Half of domestic violence victims are living with their attackers.

The UK Crime Research Center has found out that half of the victims of domestic violence are living with their attackers (McGuick, 1394: 88).
While it can be said that in Afghanistan, more than 95% of the victims of these violence are continuing to live with their violent family members.
In the traditional society, women are considered as passive and helpless people whose repeated violence has destroyed their motivation to react and they are unable to do anything about their situation.
The narrative of Negar’s life with her addicted husband shows her endurance of violence for many years and is an example of the life of other women in Afghanistan.

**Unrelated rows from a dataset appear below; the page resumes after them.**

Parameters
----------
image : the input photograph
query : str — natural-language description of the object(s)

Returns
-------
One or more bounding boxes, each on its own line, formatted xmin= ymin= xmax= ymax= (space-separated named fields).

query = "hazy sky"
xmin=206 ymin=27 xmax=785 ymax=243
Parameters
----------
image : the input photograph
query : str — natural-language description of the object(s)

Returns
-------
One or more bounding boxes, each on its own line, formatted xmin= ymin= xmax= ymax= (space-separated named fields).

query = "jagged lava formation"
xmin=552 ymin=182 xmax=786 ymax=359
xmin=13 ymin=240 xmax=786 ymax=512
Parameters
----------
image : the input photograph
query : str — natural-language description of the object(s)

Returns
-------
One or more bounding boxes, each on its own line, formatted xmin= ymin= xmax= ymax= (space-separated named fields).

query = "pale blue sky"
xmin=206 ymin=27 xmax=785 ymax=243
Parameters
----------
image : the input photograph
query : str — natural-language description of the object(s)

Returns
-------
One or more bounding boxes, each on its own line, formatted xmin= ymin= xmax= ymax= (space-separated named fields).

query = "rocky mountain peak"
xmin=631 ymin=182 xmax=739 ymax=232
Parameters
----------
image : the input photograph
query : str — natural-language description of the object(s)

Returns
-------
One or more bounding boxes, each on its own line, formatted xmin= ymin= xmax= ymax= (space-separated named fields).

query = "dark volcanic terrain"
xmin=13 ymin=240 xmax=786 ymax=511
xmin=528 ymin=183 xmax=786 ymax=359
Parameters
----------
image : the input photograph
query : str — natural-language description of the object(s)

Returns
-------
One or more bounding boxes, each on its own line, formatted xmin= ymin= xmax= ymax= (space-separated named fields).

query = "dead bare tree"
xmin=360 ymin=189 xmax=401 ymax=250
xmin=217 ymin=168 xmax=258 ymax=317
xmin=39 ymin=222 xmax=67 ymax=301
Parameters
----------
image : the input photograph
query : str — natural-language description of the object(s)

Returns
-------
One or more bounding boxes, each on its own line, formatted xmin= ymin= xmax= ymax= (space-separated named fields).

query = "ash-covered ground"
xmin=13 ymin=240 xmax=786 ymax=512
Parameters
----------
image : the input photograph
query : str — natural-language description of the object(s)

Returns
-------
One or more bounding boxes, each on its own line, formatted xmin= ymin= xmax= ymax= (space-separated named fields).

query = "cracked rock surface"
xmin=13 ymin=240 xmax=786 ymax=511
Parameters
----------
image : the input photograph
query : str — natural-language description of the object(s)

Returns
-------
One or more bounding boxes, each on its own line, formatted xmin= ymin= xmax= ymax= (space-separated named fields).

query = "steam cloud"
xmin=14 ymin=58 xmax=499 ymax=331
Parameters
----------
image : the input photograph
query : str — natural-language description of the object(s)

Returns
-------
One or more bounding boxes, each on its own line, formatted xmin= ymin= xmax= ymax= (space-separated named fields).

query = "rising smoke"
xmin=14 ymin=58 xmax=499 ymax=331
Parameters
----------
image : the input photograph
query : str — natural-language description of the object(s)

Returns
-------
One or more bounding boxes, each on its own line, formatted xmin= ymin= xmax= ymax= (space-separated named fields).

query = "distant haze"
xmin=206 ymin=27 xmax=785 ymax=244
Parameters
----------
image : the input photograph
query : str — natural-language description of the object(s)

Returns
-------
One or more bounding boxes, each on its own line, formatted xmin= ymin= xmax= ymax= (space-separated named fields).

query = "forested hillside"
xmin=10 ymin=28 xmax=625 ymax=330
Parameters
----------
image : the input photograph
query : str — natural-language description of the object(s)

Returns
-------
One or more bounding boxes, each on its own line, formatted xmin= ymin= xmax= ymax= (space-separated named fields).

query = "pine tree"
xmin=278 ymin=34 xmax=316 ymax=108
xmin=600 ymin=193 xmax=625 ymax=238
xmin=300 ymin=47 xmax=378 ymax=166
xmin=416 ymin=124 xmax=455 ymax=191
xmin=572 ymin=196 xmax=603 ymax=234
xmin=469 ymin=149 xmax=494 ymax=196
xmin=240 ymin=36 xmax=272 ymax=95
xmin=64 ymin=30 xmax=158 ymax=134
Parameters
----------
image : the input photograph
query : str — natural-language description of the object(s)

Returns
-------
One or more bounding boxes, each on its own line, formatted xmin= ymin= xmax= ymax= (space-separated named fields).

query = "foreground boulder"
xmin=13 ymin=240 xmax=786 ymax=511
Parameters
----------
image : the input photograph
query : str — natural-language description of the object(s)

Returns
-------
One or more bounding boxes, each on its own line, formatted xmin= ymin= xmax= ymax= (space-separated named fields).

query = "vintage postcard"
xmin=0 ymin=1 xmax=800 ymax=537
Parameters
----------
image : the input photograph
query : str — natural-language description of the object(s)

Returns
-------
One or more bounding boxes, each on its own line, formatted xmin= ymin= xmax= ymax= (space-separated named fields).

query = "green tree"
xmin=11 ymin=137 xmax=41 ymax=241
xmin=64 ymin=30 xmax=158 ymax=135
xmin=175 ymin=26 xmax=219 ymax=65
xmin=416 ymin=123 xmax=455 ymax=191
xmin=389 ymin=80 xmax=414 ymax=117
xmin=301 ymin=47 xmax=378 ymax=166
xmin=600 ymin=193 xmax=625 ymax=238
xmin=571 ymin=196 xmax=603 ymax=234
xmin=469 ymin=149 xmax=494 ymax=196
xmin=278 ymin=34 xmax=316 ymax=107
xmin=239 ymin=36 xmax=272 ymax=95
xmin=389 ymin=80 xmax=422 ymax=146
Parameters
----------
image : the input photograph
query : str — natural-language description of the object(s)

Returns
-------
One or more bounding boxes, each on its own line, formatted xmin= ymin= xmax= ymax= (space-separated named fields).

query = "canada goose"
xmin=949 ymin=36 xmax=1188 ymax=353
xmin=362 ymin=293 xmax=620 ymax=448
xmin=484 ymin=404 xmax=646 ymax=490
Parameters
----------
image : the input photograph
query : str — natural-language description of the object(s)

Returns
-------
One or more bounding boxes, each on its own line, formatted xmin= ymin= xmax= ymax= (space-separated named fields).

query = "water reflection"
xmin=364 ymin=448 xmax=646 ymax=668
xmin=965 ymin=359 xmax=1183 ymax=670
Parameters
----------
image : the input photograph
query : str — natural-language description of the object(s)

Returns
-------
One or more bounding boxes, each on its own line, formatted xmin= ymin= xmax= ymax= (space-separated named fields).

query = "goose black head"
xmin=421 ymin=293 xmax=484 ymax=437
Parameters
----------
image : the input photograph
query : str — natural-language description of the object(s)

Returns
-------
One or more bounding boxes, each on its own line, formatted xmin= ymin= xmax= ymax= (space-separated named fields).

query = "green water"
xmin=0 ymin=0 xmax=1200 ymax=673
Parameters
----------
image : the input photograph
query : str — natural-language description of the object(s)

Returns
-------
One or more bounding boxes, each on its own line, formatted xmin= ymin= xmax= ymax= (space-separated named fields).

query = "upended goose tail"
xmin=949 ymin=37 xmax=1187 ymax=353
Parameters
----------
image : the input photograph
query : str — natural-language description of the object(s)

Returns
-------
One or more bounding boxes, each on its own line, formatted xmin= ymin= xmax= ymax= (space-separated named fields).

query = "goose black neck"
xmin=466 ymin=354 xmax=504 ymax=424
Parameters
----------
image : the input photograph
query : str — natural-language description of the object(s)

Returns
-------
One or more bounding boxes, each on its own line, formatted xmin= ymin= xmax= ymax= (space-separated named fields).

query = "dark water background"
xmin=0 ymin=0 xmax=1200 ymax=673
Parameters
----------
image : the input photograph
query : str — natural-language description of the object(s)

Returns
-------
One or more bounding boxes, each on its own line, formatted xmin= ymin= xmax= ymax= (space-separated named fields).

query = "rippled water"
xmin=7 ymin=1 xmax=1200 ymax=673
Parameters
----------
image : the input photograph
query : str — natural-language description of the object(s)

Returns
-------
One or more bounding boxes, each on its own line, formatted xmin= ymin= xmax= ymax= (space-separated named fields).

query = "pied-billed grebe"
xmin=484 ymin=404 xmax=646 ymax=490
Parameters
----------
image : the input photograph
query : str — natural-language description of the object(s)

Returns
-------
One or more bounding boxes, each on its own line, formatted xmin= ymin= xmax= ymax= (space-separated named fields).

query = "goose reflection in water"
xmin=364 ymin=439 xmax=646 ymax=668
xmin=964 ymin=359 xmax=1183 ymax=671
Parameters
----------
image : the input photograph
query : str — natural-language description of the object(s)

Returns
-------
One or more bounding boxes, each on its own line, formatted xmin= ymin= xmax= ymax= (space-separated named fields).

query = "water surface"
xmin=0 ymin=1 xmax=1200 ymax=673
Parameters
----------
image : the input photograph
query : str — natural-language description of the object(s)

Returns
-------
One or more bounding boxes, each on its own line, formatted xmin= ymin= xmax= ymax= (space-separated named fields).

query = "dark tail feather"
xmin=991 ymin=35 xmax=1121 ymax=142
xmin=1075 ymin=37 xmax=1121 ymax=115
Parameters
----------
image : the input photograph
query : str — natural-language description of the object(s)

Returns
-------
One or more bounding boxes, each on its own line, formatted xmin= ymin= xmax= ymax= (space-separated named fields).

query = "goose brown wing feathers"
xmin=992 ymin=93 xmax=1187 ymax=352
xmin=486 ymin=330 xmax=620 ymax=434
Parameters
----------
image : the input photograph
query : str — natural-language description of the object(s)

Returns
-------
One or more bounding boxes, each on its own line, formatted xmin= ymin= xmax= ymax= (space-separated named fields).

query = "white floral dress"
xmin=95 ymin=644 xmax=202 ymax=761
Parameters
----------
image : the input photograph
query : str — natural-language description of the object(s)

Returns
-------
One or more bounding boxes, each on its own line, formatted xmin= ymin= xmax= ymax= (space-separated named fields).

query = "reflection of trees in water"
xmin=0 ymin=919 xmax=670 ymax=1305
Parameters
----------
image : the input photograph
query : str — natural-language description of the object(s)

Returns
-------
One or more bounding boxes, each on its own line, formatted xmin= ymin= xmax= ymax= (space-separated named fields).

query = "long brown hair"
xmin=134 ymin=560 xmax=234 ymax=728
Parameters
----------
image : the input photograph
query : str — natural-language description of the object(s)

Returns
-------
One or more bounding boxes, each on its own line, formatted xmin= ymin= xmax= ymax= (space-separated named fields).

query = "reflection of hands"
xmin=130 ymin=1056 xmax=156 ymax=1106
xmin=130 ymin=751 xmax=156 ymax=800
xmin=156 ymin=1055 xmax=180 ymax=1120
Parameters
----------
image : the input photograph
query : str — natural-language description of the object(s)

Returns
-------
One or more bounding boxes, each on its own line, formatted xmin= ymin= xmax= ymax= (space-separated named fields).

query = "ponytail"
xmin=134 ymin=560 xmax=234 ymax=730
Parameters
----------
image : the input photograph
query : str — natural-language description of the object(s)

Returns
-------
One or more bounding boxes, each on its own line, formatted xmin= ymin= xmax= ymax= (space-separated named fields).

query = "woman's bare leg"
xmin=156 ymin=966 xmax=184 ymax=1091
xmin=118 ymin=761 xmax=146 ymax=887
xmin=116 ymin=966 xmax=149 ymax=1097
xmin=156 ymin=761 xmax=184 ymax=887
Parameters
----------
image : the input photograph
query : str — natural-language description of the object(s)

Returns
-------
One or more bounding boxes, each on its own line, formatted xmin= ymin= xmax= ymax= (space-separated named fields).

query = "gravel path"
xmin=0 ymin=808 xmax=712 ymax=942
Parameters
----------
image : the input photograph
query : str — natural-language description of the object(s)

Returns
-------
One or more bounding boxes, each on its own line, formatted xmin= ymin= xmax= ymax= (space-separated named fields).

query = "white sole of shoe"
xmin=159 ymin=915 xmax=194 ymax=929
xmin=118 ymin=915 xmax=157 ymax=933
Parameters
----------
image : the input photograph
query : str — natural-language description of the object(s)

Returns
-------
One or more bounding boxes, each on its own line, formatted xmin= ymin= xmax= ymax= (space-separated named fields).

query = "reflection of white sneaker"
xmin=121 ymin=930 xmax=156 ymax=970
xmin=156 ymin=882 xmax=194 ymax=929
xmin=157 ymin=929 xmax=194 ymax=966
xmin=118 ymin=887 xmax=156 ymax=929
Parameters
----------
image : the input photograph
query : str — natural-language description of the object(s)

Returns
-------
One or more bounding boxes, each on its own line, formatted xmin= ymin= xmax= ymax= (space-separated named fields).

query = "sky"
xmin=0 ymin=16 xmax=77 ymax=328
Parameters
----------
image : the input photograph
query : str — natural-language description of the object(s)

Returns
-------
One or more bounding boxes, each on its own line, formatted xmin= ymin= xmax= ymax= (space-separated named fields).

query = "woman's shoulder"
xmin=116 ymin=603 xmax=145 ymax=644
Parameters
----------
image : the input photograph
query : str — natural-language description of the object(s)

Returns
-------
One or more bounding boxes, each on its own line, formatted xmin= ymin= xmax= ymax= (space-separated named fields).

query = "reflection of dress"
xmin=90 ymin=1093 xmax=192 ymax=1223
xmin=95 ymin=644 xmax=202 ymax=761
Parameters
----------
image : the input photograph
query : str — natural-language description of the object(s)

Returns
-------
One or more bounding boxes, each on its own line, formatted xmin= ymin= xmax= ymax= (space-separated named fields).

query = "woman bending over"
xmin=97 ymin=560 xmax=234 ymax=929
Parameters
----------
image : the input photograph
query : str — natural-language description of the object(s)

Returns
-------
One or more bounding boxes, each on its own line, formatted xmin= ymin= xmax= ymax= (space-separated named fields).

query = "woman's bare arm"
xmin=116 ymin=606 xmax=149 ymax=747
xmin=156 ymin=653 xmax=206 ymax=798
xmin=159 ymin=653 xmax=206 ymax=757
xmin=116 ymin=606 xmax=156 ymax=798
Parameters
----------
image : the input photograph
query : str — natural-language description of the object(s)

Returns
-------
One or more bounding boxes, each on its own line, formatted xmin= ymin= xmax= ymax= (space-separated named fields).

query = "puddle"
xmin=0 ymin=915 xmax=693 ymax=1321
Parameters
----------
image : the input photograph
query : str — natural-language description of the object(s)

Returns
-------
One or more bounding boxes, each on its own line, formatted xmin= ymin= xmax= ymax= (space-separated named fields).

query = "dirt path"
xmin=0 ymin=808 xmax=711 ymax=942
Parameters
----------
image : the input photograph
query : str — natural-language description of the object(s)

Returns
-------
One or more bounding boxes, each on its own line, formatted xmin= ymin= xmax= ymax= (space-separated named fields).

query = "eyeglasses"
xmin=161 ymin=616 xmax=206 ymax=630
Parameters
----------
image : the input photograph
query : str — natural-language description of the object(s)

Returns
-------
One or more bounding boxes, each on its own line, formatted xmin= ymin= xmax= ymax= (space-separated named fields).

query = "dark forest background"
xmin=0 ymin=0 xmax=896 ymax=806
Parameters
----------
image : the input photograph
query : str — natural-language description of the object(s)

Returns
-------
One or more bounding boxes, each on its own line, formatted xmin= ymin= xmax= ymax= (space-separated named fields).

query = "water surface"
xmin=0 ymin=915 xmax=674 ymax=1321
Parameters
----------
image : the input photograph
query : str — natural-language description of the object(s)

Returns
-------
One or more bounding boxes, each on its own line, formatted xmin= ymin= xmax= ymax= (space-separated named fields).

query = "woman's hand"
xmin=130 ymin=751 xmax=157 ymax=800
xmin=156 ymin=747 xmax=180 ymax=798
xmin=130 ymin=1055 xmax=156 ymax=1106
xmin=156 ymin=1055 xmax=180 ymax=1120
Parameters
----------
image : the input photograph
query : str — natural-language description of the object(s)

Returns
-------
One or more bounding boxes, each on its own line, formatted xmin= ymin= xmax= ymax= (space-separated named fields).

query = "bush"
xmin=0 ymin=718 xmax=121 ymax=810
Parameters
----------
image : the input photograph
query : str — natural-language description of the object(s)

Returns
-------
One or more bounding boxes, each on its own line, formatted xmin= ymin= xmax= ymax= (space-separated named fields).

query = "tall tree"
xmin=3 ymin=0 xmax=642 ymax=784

Twenty-five years ago, Negar married her uncle’s son with hundreds of wishes. Their life together was going well until Negar’s husband went to work in Iran and became addicted to drugs there.
Negar’s drug addict husband has beaten her and her children many times for money to buy drugs. Negar says that he even attacked her with an ax and several times with a knife.
“Many times he kick out me and my children from home, But we would endure and we would return to our home again.”
Was asked from her about why she didn’t complain about her husband for violence and beating and didn’t go to the security departments?
she said that we have been brought up in the society and family in such a way that complaining in the police station or other government departments is a shame for us, and a woman who talks about her family issues in the police station and government departments is a very bad thing in the eyes of our people.
I asked her about divorce that if she ever thought about divorcing her addicted husband.
She says, I have thought a lot, but the society and our family do not accept such a thing. If I were to get a divorce, firstly, they would not allow me to do this, and secondly, our family relations would be ruined.
Negar added, “In the society and from the eyes of the people, a woman should be responsible for her wasted life and that of her addicted husband and make up for it with all kinds of misery and violence”
Negar says that the roofs of the houses are covered and no one except the women whose husbands are drug addicts can’t understand me because the pain and suffering we suffer and every moment we spend with a thousand miseries cannot be expressed in words.
Negar had hate was in her throat when she talked about her addicted husband and continued with tears in her eyes:
“My husband himself has cried several times and says that I cannot save myself. We have always lived alone. My husband never gave my children a father’s love. He was away from home for a year, two years, when he came home after several months, he did not recognize my little son”
Negar tried many times to treat her husband. She says that “when we had a little money, we admitted him to several private hospitals and we also admitted him to public hospitals in Jangalg in Kabul, but he did not quit his addiction Because according to him, when you are caught in this act, you have no way out”
Forty-three-year-old Negar is the mother of four boys. She says; she has worked in different offices for seventeen years and has found the expenses of living by herself, encouraged her children to school, study and educate and did not let their father’s addiction affect on her children.
The Negar’s son is 19 years old, he is studying medicine in a university and works half a day in a hospital.
Negar says that I am not the only one living in Afghanistan with this pain and suffering, there are other women whose days and times are worse than mine.